Eighth graders at Willie J. Williams have raised money to buy the dolls in honor of their friend and classmate, Jeffery Madison, 13. Jeffery has been battling leukemia, and it appears to now be in remission, teacher Ken Wimberly said. Jeffery wasn't in class Friday. He's back in the hospital building up his blood count after a virus, Wimberly said.

So far, the students have purchased one case and have raised enough money so far for another half. They've sent the first case off just in time for the holidays.

"I don't know how these children feel who go through this, but I know that they're probably lonely without anything, " said Ashley Carr, 13. "I just kind of feel sorry for them, because they have to go through this. Some of them are really young. They're just babies, and I just feel like helping them out. I felt good when I did this. I had a good feeling inside me."

Eric Nahkivell, 13, thinks the doll can take the place of a "real close friend," he said.

And that's the idea behind Lemon-Aide. The doll is supposed to represent empathy from others for the pain of cancer and the ordeal of treatment and is meant to be signed and passed from one patient to another.

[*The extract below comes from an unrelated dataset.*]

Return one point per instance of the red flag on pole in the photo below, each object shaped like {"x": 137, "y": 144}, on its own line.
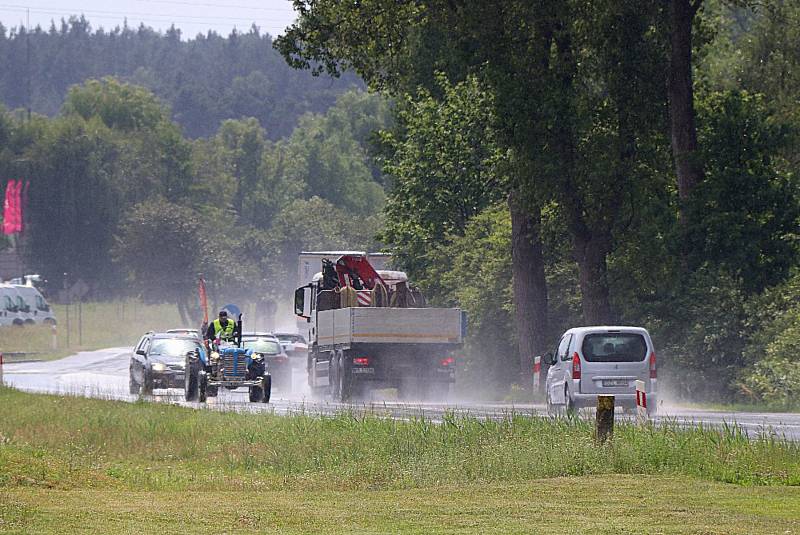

Fourteen-year-old Ronald Huckaby said the features of the doll stand for experiences cancer patients typically encounter during treatment. The socks represent when patients' feet get cold, a tear on the doll's cheek for compassion, hearts for love, a hat for when they lose their hair and the legacy cape means that others truly understand what they're going through. The name "Lemon-Aide" itself has a dual meaning of being a ready helper and the taste of lemons often is one of the few flavors cancer patients can find palatable.

Huckaby said that people in the community were more than willing to donate money to send the dolls to Egleston, and the effort will continue.